In other instances, businesses don’t implement their consent management platform properly and end up engaging, often unwittingly, in privacy theater.

“A cookie preference notice pops up, making it look like you have a choice, but there’s nothing you can actually turn off – and that just goes back to the user experience,” Abousaleh said. “What message does it send?”

Value exchange, baby

But if there’s a message that the ad industry needs to receive, it’s that the partnership between privacy and marketing has to be tighter.

“It’s not as ironclad as it could be,” said Arielle Garcia, founder of ASG Solutions and UM Worldwide’s former chief privacy and responsibility officer.

There’s the perception among marketers that because there are so many privacy solutions and tools cropping up – which, to be fair, are much needed – from consent management platforms to the IAB Tech Lab’s Global Privacy Platform, that privacy is taken care of or being “handled” by someone else, Garcia said.

But a lot of brands aren’t “living and breathing the privacy dialogue and evolution day in and day out,” she said.
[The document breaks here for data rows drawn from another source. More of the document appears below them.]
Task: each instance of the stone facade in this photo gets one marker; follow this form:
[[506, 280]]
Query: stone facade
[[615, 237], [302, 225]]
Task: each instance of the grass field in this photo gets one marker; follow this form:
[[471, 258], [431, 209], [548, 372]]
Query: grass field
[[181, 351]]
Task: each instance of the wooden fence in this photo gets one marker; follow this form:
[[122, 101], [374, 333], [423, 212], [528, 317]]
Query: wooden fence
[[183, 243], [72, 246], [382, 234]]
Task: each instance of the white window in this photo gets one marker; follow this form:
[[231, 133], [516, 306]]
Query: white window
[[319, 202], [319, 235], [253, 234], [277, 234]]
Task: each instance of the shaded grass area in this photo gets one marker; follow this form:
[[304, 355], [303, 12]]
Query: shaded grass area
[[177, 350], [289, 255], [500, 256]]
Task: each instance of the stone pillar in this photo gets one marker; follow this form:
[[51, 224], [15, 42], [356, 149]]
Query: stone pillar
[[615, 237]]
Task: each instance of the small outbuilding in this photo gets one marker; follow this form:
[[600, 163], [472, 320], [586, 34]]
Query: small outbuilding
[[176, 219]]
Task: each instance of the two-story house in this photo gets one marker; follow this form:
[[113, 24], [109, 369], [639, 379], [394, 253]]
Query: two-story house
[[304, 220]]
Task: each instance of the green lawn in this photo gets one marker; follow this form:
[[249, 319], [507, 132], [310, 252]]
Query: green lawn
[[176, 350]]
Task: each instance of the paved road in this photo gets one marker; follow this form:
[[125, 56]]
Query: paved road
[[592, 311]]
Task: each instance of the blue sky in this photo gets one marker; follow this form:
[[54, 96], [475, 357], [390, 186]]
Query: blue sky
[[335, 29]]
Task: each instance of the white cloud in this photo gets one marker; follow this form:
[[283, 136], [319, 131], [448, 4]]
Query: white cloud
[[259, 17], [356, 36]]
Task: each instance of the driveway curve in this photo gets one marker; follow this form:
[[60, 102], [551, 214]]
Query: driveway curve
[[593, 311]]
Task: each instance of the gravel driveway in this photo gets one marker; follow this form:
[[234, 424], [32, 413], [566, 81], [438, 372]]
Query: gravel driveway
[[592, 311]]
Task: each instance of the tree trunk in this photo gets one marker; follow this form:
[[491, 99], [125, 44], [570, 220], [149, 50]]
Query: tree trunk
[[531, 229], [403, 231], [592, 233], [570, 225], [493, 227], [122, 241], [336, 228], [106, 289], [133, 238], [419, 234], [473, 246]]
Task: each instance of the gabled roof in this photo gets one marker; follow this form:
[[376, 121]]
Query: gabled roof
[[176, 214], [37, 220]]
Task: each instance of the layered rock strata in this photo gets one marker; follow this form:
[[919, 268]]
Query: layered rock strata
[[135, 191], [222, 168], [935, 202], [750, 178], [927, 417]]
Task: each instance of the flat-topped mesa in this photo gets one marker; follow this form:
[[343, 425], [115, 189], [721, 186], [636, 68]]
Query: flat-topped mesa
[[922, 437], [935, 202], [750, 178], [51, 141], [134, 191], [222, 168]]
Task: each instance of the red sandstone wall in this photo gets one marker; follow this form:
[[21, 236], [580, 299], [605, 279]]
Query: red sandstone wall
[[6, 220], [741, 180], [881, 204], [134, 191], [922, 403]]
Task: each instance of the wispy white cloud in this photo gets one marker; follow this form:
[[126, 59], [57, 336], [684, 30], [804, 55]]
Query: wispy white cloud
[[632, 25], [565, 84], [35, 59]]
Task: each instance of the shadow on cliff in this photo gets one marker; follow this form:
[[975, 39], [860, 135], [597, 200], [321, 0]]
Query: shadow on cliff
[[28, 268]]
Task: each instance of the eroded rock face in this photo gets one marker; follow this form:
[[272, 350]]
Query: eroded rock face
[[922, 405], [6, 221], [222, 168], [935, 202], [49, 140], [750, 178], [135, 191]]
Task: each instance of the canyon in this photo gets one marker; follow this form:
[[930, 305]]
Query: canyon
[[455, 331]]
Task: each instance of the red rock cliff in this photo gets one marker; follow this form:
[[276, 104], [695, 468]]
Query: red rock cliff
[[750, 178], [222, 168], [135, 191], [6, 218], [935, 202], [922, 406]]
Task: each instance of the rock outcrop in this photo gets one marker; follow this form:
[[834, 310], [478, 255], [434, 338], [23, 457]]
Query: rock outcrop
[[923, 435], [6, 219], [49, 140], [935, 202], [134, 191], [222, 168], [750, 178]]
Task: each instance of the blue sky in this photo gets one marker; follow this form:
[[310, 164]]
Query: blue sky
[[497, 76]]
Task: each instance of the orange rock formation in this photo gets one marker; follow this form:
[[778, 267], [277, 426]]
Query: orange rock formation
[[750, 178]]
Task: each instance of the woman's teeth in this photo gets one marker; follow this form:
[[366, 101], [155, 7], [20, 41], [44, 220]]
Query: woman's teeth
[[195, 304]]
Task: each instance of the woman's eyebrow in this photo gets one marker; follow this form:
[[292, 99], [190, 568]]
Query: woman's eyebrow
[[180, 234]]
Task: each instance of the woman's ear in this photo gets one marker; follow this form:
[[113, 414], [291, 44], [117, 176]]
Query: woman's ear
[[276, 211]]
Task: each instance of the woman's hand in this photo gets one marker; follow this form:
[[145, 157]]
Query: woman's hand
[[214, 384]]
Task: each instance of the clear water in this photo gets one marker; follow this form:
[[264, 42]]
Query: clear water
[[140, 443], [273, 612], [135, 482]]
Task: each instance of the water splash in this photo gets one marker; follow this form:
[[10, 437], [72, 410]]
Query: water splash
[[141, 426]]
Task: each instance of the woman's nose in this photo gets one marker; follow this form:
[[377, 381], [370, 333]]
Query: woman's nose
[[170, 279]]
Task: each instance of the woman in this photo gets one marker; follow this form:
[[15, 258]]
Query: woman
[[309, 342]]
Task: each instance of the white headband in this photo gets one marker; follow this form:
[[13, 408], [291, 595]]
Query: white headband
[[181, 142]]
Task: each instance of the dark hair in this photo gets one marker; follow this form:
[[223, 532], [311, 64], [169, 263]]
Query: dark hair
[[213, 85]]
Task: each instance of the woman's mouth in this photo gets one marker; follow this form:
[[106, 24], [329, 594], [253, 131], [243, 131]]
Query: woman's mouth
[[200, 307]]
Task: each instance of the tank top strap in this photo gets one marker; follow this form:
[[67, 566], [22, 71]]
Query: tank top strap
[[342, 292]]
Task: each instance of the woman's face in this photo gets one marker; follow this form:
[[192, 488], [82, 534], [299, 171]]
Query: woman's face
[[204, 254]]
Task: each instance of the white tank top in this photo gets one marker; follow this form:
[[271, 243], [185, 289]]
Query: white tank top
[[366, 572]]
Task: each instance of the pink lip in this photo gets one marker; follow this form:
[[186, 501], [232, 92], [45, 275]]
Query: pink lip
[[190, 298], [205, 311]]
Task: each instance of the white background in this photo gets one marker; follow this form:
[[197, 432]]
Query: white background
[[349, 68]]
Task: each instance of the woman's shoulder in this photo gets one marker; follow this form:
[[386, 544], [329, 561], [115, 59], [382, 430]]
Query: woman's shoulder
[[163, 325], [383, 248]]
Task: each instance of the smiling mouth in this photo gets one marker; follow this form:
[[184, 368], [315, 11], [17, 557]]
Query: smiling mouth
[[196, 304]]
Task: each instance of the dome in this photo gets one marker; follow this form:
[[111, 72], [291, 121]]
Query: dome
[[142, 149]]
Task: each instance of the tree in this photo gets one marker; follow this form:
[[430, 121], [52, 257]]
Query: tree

Which is why it’s important for brands to collaborate more closely with partners in the privacy space, involve themselves in the privacy conversation and consider how privacy impacts (and can improve) their relationship with consumers.

“In true industry fashion,” Garcia said, “we’ve done a lot of work around technical standards for orchestrating and conveying preferences to mitigate disruption to data collection and use – and yet the core issue here around creating a fair value exchange for people and making them feel like they understand and have control over how their data is used seems to be a bit of an afterthought.”

But when the industry – as in all the different stakeholders – gets better at creating and communicating the value exchange and giving people meaningful choice, she said, “the more poised we are to achieve true durability.”

With this caveat, however: You can purchase the right technology, but it won’t matter if you don’t use it correctly.

Some companies, for example, feel that their job is done simply by virtue of having bought a consent management platform, said Linda Thielová, OneTrust’s data protection officer and head of its Privacy Centre of Excellence.

If they don’t implement the technology properly, however, Thielová said, “they’re literally just shooting themselves in the foot.”